The Pennies Foundation
Pennies is a UK charity that enables micro-donations at the point of payment — when you're checking out online or in-store, you're offered the option to round up your transaction by a few pence to charity. The donations are tiny individually; collectively, they've raised millions for charities across the UK.
The engineering challenge is invisible by design: micro-donations must be frictionless. Any friction — an extra click, a slow page load, a confusing UI — reduces donation rates. The best implementations are barely noticeable.
The Freddie's Flowers Integration
At Freddie's Flowers, we integrated Pennies into our checkout flow. A subscriber completing their account management could opt in to rounding up their next payment. The entire implementation needed to be:
- ·Fast (no perceptible latency to the checkout flow)
- ·Reliable (donation data captured accurately even if downstream systems had issues)

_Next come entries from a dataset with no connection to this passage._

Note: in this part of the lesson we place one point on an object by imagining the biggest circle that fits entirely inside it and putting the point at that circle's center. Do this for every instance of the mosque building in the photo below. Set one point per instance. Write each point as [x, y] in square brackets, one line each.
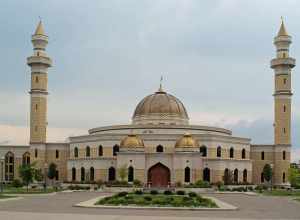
[161, 147]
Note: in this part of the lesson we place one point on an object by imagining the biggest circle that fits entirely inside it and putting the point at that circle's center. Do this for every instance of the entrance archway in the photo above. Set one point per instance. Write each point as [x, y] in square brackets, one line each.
[159, 175]
[206, 174]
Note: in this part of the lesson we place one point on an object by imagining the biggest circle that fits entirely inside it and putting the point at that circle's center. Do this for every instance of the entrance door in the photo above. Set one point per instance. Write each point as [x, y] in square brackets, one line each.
[159, 175]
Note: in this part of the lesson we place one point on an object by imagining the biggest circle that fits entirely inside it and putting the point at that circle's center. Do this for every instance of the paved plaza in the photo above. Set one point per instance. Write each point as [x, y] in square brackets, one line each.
[60, 206]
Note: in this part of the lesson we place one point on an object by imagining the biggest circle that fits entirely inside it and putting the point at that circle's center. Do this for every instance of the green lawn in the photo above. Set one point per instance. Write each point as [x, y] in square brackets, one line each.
[6, 197]
[159, 200]
[281, 193]
[13, 190]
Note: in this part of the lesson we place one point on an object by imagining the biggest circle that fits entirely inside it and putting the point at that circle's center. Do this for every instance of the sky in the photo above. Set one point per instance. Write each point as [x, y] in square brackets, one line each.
[214, 56]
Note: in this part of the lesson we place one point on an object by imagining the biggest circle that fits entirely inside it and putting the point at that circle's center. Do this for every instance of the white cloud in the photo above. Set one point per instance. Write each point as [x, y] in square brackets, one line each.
[19, 135]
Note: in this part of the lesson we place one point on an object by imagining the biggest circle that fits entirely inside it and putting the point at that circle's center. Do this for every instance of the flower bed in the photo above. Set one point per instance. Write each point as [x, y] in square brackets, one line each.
[156, 199]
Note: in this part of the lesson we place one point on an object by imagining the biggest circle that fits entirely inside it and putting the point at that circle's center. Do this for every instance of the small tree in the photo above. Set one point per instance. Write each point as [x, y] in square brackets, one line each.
[228, 177]
[294, 177]
[27, 172]
[123, 172]
[267, 171]
[52, 171]
[38, 175]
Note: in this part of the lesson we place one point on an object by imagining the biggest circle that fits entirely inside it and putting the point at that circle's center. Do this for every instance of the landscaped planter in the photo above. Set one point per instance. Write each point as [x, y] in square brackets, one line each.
[169, 199]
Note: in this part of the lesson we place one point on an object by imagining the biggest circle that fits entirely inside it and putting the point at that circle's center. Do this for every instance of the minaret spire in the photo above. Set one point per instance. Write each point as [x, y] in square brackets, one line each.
[282, 30]
[40, 29]
[282, 65]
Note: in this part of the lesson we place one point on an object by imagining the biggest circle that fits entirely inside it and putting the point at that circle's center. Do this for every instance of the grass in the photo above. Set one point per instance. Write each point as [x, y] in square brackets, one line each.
[6, 197]
[157, 200]
[20, 190]
[281, 193]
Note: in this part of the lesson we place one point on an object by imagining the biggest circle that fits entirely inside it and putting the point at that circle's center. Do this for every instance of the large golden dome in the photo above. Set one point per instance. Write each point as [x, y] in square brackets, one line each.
[187, 141]
[132, 141]
[160, 108]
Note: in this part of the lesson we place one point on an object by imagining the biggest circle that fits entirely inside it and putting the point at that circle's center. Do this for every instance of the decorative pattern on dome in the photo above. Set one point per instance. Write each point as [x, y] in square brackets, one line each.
[132, 141]
[187, 141]
[160, 108]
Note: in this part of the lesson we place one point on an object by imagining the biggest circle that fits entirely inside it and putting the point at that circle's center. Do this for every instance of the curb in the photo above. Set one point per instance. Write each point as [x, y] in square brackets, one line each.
[223, 206]
[11, 199]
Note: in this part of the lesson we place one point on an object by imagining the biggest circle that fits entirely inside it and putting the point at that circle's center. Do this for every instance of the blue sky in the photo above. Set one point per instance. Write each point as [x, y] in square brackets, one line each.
[213, 55]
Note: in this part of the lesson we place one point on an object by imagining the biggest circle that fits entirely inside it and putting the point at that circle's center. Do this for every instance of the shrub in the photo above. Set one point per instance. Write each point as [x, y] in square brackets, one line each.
[137, 183]
[99, 183]
[148, 198]
[178, 184]
[16, 183]
[192, 194]
[180, 192]
[153, 192]
[138, 192]
[168, 192]
[122, 194]
[202, 184]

- ·Private (donation choices are personal — proper data handling)
- ·Reversible (subscribers should be able to opt in and out easily)
The payment integration required coordination with our payment provider (Braintree) to add the donation amount to transaction metadata in a Pennies-compatible format. The reporting integration required sending donation confirmation data to Pennies' systems asynchronously.
The technical complexity was moderate. But getting the UX right — making the opt-in feel natural rather than pressured, ensuring the confirmation messaging was clear — took careful iteration.
Why "Unsung Hero"
The award category resonated. The engineers and product people who make micro-donation integrations work well do quiet, careful work that rarely gets recognition. There's no "shipped micro-donations" announcement on TechCrunch. The KPI is "donation rate" — a metric that lives in a Looker dashboard most people never look at.
But the cumulative effect is real: hundreds of thousands of small donations, adding up to meaningful sums for charities, enabled by clean, reliable engineering.
Freddie's Flowers also won the Partnership Breakthrough Award at the same ceremony — recognition for the organisation's commitment to the Pennies partnership, not just the technical implementation.
The Broader Point
Technology companies have an unusual leverage point for charitable impact. Our checkout flows process millions of transactions. Adding a micro-donation mechanism to those flows costs engineering time measured in days or weeks. The charitable output, over years, can be measured in hundreds of thousands of pounds.
If your company processes consumer transactions and you haven't evaluated micro-donation integration, it's worth a conversation. The engineering is not the hard part — the hard part is the organisational will to prioritise it.